Policy Points The 2018 Declaration of Astana reemphasized the importance of primary health care and its role in achieving universal health coverage. While there is a large amount of literature on the economic aspects of delivering primary care services, there is a need for more comprehensive overviews of this evidence. In this article, we offer such an overview. Evidence suggests that there are several strategies involving coverage, financing, service delivery, and governance arrangements which can, if implemented, have positive economic impacts on the delivery of primary care services. These include arrangements such as worker task-shifting and telemedicine. The implementation of any such arrangements, based on positive economic evidence, should carefully account for potential impacts on overall health care access and quality. There are many opportunities for further research, with notable gaps in evidence on the impacts of increasing primary care funding or the overall supply of primary care services.

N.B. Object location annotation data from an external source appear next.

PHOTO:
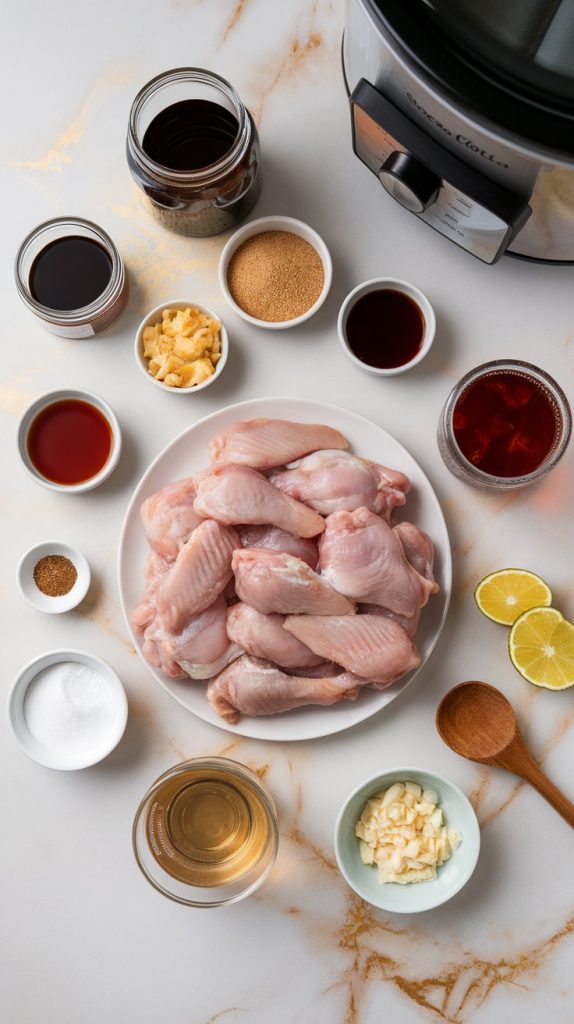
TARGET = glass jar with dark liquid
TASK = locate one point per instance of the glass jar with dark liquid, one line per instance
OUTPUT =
(193, 150)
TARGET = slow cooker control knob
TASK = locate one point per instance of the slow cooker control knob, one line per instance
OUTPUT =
(409, 181)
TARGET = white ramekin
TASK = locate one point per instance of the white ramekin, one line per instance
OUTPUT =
(33, 594)
(62, 394)
(51, 757)
(395, 285)
(151, 317)
(275, 224)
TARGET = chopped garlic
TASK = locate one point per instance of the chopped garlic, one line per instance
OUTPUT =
(402, 833)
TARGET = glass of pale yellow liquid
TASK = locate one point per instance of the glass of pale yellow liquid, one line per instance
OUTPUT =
(206, 833)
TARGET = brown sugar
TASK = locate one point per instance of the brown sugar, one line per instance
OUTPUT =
(54, 576)
(275, 275)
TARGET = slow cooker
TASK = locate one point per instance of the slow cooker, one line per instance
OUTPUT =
(465, 111)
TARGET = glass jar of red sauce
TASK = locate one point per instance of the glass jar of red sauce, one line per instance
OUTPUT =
(505, 424)
(193, 150)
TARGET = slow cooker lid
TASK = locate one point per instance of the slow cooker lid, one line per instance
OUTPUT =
(511, 60)
(528, 43)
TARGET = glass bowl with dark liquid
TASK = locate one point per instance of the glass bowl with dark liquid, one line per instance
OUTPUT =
(206, 833)
(386, 326)
(505, 424)
(70, 440)
(193, 150)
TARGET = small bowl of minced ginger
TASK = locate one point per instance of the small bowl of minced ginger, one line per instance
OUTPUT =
(406, 840)
(181, 346)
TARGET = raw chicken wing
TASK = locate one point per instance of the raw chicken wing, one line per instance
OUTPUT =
(203, 647)
(338, 481)
(263, 636)
(371, 646)
(235, 495)
(199, 574)
(251, 686)
(144, 612)
(264, 443)
(418, 549)
(362, 557)
(169, 517)
(279, 540)
(408, 623)
(271, 581)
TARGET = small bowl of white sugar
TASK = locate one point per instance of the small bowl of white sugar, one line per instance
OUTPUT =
(68, 710)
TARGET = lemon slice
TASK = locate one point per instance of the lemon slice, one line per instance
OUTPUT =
(541, 647)
(504, 595)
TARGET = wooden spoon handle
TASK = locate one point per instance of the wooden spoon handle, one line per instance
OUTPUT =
(529, 770)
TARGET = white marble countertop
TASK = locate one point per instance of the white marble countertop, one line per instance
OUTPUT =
(85, 939)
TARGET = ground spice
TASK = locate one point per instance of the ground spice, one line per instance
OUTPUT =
(54, 576)
(275, 275)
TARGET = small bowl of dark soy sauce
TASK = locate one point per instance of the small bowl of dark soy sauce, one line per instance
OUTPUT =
(386, 326)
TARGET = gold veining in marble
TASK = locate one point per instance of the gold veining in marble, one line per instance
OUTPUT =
(302, 47)
(238, 9)
(59, 153)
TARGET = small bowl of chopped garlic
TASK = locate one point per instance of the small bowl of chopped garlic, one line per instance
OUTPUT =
(406, 840)
(181, 346)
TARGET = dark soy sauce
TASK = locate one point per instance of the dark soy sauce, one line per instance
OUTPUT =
(385, 329)
(190, 135)
(70, 273)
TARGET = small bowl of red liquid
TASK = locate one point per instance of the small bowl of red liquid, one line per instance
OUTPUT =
(505, 424)
(386, 326)
(70, 440)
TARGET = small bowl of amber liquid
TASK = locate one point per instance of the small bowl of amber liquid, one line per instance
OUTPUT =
(505, 424)
(206, 833)
(386, 327)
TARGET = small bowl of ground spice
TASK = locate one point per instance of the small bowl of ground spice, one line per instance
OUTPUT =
(53, 578)
(275, 272)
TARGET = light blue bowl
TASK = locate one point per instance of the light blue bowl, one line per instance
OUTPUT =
(418, 895)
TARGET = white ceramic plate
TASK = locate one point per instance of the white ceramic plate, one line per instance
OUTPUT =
(186, 455)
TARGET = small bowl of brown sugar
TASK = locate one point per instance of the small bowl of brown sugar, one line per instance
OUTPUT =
(53, 578)
(275, 272)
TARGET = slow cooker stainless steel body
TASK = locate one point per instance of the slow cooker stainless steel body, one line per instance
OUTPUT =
(489, 183)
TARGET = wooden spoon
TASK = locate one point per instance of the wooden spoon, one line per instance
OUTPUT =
(478, 722)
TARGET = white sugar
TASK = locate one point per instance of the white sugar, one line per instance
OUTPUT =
(70, 708)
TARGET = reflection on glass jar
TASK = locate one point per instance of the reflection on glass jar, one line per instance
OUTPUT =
(505, 424)
(70, 274)
(193, 150)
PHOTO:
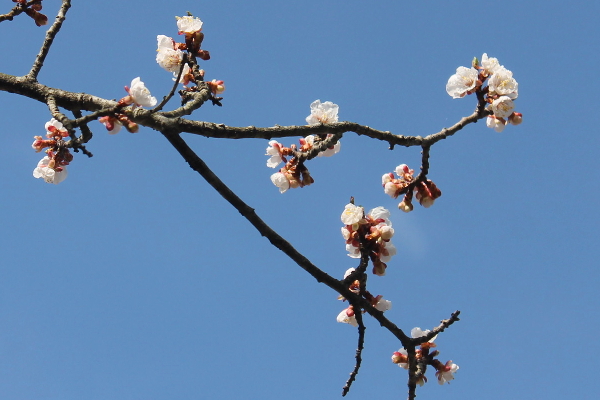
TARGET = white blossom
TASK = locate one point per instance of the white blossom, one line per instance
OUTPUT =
(462, 82)
(279, 179)
(503, 84)
(352, 214)
(48, 174)
(344, 318)
(186, 71)
(345, 232)
(447, 374)
(387, 232)
(381, 213)
(489, 64)
(274, 150)
(322, 113)
(53, 125)
(189, 24)
(168, 57)
(390, 189)
(348, 272)
(503, 106)
(140, 94)
(353, 251)
(404, 353)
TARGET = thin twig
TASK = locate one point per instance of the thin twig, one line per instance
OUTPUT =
(50, 35)
(75, 143)
(359, 349)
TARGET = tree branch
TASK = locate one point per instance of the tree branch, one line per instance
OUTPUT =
(50, 35)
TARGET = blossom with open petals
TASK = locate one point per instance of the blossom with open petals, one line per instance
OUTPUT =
(489, 64)
(503, 107)
(502, 83)
(347, 317)
(140, 95)
(322, 113)
(461, 83)
(45, 169)
(352, 214)
(189, 24)
(446, 373)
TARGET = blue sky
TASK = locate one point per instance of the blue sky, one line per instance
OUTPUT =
(132, 279)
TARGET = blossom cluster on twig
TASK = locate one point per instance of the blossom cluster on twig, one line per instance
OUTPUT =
(425, 191)
(294, 173)
(424, 357)
(53, 167)
(501, 90)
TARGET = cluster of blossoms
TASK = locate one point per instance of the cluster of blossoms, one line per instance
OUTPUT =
(33, 10)
(294, 173)
(426, 191)
(424, 357)
(52, 168)
(138, 95)
(170, 54)
(347, 315)
(373, 231)
(500, 91)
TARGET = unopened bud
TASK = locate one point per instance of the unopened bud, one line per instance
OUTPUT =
(515, 118)
(217, 87)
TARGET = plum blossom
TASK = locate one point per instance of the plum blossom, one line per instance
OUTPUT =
(46, 170)
(189, 24)
(503, 107)
(503, 84)
(139, 94)
(168, 55)
(352, 214)
(347, 316)
(400, 357)
(446, 373)
(489, 64)
(461, 83)
(322, 113)
(186, 75)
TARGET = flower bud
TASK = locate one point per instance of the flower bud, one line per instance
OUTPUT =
(515, 118)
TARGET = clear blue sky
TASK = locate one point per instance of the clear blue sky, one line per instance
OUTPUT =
(132, 279)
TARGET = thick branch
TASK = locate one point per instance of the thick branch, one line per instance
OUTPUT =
(276, 240)
(16, 10)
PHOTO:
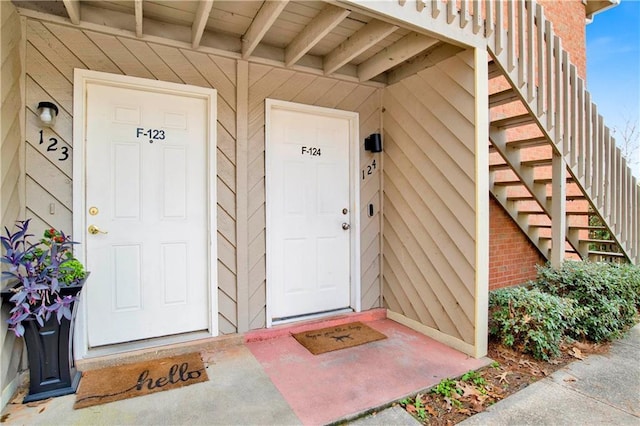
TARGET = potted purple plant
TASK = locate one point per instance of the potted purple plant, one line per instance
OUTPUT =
(45, 280)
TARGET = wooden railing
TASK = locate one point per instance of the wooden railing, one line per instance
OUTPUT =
(522, 41)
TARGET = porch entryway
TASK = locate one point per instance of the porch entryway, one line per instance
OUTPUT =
(272, 379)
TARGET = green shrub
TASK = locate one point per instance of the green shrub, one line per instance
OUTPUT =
(530, 320)
(608, 294)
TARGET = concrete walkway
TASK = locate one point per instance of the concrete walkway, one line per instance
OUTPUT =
(255, 384)
(602, 389)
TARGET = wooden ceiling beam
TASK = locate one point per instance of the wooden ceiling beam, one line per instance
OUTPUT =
(423, 61)
(200, 22)
(362, 40)
(402, 50)
(73, 10)
(138, 14)
(266, 16)
(319, 27)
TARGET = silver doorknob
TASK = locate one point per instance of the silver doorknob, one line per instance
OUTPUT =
(94, 230)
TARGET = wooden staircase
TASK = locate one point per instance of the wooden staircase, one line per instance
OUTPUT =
(554, 166)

CONTEXT: The 2018 Declaration of Astana reemphasized the importance of primary health care and its role in achieving universal health coverage. To strengthen primary health care, policymakers need guidance on how to allocate resources in a manner that maximizes its economic benefits.

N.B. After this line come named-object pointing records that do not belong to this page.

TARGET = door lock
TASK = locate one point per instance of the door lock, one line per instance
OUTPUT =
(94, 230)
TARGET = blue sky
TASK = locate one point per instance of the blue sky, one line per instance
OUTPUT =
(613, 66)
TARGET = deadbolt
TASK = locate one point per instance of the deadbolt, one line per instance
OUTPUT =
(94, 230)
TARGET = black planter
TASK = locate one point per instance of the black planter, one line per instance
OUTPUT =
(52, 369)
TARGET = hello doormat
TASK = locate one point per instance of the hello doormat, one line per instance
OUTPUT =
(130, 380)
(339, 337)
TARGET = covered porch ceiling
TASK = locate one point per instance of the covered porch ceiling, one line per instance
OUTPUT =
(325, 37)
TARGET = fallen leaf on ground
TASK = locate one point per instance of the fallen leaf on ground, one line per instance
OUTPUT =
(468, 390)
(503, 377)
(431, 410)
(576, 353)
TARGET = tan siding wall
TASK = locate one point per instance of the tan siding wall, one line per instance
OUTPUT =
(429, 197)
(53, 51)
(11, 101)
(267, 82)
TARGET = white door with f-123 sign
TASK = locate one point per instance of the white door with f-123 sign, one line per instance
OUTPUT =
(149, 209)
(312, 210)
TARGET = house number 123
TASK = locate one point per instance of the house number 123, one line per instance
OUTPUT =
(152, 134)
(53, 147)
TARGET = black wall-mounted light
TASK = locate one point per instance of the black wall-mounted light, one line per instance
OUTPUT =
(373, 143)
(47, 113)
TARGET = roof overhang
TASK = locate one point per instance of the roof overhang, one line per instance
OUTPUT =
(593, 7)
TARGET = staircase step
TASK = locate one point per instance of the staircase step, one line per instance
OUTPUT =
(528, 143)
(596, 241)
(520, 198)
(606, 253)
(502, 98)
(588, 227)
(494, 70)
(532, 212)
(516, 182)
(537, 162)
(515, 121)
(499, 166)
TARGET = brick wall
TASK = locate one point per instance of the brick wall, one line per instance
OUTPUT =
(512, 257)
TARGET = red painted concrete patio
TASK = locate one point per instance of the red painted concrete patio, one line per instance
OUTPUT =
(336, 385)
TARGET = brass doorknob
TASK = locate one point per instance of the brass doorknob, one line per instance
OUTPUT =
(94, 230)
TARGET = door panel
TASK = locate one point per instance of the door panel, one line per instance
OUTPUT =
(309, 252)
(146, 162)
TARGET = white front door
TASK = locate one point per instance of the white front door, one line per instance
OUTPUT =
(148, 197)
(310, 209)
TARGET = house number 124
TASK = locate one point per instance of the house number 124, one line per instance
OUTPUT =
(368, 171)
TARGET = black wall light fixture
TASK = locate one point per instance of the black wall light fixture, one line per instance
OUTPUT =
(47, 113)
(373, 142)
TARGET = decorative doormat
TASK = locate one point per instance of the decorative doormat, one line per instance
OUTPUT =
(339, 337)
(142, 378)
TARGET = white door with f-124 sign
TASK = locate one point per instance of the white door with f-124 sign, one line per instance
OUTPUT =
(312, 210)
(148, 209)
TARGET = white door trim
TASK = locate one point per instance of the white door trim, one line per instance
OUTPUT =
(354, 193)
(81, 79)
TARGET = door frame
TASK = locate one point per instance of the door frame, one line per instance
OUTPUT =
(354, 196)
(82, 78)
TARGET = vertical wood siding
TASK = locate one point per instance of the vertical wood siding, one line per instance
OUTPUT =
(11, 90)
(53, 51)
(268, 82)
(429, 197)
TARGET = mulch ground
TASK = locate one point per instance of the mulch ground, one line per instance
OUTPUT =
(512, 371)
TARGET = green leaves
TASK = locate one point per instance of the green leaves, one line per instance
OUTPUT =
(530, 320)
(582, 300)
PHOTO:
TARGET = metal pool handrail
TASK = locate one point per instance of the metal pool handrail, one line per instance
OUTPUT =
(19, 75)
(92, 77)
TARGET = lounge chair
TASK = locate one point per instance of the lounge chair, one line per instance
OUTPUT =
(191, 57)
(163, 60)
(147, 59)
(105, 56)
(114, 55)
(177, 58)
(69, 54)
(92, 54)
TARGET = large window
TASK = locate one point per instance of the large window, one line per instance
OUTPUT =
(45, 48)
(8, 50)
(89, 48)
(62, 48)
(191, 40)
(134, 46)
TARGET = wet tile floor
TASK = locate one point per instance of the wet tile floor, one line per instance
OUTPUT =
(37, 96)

METHODS: We collated and synthesized published systematic reviews of evidence on the economic aspects of different models of delivering primary care services. Building on previous efforts, we adapted existing taxonomies of primary care components to classify our results according to four categories: coverage, financing, service delivery, and governance.
FINDINGS: We identified and classified 109 reviews that met our inclusion criteria according to our taxonomy of primary care components: coverage, financing, service delivery, and governance arrangements. A significant body of evidence suggests that several specific primary care arrangements, such as health workers' task shifting and telemedicine, can have positive economic impacts (such as lower overall health care costs). Notably absent were reviews on the impact of increasing primary care funding or the overall supply of primary care services.
CONCLUSIONS: There is a great opportunity for further research to systematically examine the broader economic impacts of investing in primary care services. Despite progress over the last decade, significant evidence gaps on the economic implications of different models of primary care services remain, which could help inform the basis of future research efforts.